Heinrich Schneider fordert, die Bundeswehr-Soldaten besser auf Extremsituationen vorzubereiten. Die grundsätzliche Kritik an den Führungskräften, die im Zusammenhang mit den Vorgängen auf der "Gorch Fock" geäußert wird, hält der frühere Kommodore des Memmingerberger Fliegerhorsts aber für überzogen. Schneider äußerte sich jetzt als Gast der MZ-Redaktion zur Situation bei der Bundeswehr. Im November war eine Kadettin vom Mast der "Gorch Fock" in den Tod gestürzt. Seither gibt es immer neue Vorwürfe gegen die Vorgesetzten und die Stammmannschaft. Die Betroffenen kontern, dass es sich hier um Rufmord handle (wir berichteten).
Werden die derzeitigen Diskussionen das Image der Bundeswehr nachhaltig beschädigen?
Schneider: Meiner Meinung nach ist jetzt entscheidend, die Vorkommnisse transparent aufzuarbeiten und sachlich darzustellen. Dann wird auch kein langfristiger Schaden entstehen. Zumal unsere Zeit ja immer schnelllebiger wird.
Wie zufrieden sind Sie mit dem Krisenmanagement in Sachen "Gorch Fock"?
Schneider: Ich wünsche mir, nicht voreilig den Stab über Menschen zu brechen. Sie sollten vorher angehört werden.
Das ist ganz offensichtlich eine Kritik daran, dass Bundesverteidigungsminister Dr.Karl-Theodor zu Guttenberg den Kapitän des Segelschulschiffes vorläufig vom Kommando entbunden hat.
Schneider: Haben Sie bitte Verständnis dafür, dass ich mich dazu nicht weiter äußern möchte.
Für den Wehrbeauftragten des Bundestags, Hellmut Königshaus, sind die Vorgänge auf der "Gorch Fock" Ausdruck einer "erheblichen Führungsschwäche", die nach seiner Ansicht in der ganzen Bundeswehr anzutreffen sei. Stimmen Sie ihm zu?
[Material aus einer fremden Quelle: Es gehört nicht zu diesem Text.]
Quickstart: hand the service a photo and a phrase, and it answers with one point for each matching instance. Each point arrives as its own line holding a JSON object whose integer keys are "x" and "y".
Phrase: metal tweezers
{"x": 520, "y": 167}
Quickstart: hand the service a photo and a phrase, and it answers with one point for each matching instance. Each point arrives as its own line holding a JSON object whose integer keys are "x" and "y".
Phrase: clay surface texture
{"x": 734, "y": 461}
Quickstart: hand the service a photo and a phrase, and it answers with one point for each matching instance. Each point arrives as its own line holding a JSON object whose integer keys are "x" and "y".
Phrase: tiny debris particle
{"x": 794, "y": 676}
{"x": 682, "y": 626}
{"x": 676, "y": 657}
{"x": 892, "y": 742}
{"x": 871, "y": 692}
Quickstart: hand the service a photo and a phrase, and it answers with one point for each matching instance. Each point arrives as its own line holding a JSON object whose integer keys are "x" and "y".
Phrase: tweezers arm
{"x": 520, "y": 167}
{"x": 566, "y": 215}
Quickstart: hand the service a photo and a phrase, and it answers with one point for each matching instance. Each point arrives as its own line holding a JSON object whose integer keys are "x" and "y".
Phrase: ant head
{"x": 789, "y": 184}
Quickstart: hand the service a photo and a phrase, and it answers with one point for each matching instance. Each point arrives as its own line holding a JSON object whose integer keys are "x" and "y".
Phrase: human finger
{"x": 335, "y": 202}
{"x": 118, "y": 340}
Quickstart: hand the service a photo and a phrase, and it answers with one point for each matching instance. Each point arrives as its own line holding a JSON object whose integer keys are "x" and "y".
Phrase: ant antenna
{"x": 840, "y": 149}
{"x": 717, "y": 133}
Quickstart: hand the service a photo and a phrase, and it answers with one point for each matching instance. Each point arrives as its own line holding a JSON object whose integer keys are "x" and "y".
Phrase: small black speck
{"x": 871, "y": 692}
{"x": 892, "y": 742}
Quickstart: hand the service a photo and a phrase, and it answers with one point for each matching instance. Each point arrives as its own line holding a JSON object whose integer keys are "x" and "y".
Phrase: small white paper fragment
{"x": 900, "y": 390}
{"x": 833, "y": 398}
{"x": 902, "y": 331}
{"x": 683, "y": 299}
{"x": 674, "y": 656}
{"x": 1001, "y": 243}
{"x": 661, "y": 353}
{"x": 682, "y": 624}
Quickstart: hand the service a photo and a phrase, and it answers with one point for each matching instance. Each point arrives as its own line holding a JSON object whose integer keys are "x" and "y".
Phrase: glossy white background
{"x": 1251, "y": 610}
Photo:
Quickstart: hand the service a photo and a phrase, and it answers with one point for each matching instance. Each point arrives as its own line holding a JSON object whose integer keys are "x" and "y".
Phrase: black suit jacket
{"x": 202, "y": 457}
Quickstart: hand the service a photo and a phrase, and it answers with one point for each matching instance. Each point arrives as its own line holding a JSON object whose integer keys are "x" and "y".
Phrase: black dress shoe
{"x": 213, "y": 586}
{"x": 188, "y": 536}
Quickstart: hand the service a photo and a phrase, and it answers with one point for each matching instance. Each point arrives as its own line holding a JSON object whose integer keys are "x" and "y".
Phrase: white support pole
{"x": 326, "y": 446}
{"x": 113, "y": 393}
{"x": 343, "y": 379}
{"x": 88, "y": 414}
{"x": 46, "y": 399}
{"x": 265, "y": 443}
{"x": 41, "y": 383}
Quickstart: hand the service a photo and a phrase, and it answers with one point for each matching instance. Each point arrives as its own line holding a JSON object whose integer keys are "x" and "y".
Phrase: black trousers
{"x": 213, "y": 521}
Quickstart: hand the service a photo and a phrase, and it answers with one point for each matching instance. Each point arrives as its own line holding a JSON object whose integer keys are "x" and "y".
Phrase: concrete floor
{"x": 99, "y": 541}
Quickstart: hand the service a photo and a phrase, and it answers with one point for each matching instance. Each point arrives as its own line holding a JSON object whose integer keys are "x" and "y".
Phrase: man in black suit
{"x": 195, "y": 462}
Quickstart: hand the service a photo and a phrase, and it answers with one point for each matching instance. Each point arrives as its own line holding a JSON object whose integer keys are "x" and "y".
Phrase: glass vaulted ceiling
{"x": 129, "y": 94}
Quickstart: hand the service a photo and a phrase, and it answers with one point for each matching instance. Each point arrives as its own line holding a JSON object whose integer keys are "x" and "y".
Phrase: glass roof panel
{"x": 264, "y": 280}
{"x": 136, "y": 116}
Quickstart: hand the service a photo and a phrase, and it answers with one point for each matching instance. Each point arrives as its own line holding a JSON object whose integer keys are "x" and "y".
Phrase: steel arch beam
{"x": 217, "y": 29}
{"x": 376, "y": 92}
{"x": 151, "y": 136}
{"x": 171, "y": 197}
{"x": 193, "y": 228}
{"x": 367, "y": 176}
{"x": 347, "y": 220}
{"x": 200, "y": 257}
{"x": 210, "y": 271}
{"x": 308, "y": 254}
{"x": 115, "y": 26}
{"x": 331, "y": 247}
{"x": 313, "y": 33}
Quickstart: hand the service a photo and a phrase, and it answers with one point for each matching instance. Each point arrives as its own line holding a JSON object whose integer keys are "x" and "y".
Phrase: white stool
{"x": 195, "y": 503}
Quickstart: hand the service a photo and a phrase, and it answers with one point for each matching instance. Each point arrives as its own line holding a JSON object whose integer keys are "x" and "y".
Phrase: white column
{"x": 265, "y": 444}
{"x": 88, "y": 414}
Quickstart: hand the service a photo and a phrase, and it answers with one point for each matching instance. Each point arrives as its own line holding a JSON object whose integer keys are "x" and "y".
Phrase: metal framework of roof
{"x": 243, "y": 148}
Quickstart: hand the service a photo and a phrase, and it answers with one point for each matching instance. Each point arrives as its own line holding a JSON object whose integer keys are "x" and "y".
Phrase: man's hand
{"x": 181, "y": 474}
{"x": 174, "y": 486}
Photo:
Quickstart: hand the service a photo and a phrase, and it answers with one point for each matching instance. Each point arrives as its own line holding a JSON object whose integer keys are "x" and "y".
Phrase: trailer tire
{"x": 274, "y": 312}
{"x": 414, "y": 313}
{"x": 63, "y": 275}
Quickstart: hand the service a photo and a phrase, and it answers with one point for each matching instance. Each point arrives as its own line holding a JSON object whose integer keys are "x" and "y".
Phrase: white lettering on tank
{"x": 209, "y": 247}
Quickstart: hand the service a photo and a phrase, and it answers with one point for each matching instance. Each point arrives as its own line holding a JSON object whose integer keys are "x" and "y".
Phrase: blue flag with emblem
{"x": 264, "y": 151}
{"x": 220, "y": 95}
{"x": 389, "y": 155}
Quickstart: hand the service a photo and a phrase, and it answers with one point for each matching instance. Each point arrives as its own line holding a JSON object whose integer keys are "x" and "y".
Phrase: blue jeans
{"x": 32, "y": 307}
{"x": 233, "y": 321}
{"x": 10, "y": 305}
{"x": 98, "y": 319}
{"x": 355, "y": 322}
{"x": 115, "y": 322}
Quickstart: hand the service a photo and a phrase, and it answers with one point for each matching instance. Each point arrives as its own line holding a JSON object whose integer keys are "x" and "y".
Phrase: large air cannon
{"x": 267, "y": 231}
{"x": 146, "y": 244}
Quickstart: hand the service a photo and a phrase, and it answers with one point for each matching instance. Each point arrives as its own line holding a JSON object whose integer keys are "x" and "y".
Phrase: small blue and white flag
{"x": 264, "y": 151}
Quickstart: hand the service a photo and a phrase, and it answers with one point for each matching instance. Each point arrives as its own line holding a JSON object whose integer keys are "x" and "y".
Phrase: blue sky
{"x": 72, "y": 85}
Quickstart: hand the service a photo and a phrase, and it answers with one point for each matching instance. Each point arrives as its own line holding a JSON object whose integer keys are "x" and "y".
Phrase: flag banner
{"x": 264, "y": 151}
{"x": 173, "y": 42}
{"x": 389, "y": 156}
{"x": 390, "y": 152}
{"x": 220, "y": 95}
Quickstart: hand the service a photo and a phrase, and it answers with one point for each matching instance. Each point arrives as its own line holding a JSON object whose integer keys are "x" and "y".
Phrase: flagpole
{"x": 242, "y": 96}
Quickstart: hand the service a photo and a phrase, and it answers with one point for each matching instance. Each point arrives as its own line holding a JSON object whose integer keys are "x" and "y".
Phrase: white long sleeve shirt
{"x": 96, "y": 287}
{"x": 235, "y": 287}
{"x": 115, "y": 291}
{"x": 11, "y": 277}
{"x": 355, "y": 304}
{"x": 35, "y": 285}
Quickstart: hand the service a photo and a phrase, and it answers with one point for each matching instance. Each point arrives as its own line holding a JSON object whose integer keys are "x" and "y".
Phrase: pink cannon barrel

Schneider: Verallgemeinern kann man das sicher nicht. Aber richtig ist: Unser System hat Schwächen.
Was heißt das konkret?
Schneider: Wir sind auf dem Weg von einer Friedensarmee zu einer Armee im Einsatz. Das begann ja schon in den 1990er Jahren auf dem Balkan. Dies bedeutet, dass die Soldaten jetzt stärker gefordert sind. In Extremsituationen werden vorhandene Schwächen schneller sichtbar. Und wenn ein Fehler passiert, sind die Konsequenzen krasser.
Welche Schlussfolgerungen muss man daraus ziehen?
Schneider: Es gilt, die Soldaten in ihrer Ausbildung besser auf Extremsituationen vorzubereiten. Wobei man auch sagen muss, dass hier gesellschaftliche Veränderungen eine Erschwernis darstellen. In Deutschland muss heutzutage alles plan- und vorhersehbar sein. Kommt ein Soldat aber in einen Krisenherd wie Afghanistan, muss er sich gewaltig umstellen. Da weiß er nicht, was im nächsten Moment passiert.
Lassen Sie uns noch über die Wehrreform sprechen. Teilen Sie Bedenken, wonach es die Bundeswehr schwer haben wird, genug Soldaten für eine Freiwilligen-Armee zu finden?
Schneider: Ja, auch ich habe da meine Zweifel. Die Wirtschaft zieht an, dadurch entsteht eine stärkere Konkurrenzsituation. Ich will mal ein Beispiel nennen: Als Panzerfahrer wurden bisher unter anderem Wehrpflichtige eingesetzt. Mit ihrer Qualifikation können sie in der Wirtschaft als Baggerfahrer arbeiten und mehr verdienen, da in den Unternehmen die Überstunden besser vergütet werden als beim Militär. Ein weiteres Problem ist, dass die Ausbildung hochqualifizierter Bundeswehr-Leute draußen nicht anerkannt wird. So braucht ein Pilot Zusatzlizenzen, um ein ziviles Flugzeug steuern zu dürfen. Auch hier muss sich etwas ändern.
Wo sehen Sie die Bundeswehr in 20 Jahren?
Schneider: Sie wird dann eine professionelle und hochtechnisierte Armee sein, die sich - je nach den politischen Vorgaben - auf der ganzen Welt bewegt. Ich würde heute als junger Mann wieder zur Bundeswehr gehen. Die Aufgabenstellungen sind interessanter geworden, da es jetzt mehr auf internationale Zusammenarbeit ankommt. Im Kalten Krieg ging ja ein Eiserner Vorhang durch Europa. Da gab es weniger Handlungsspielräume.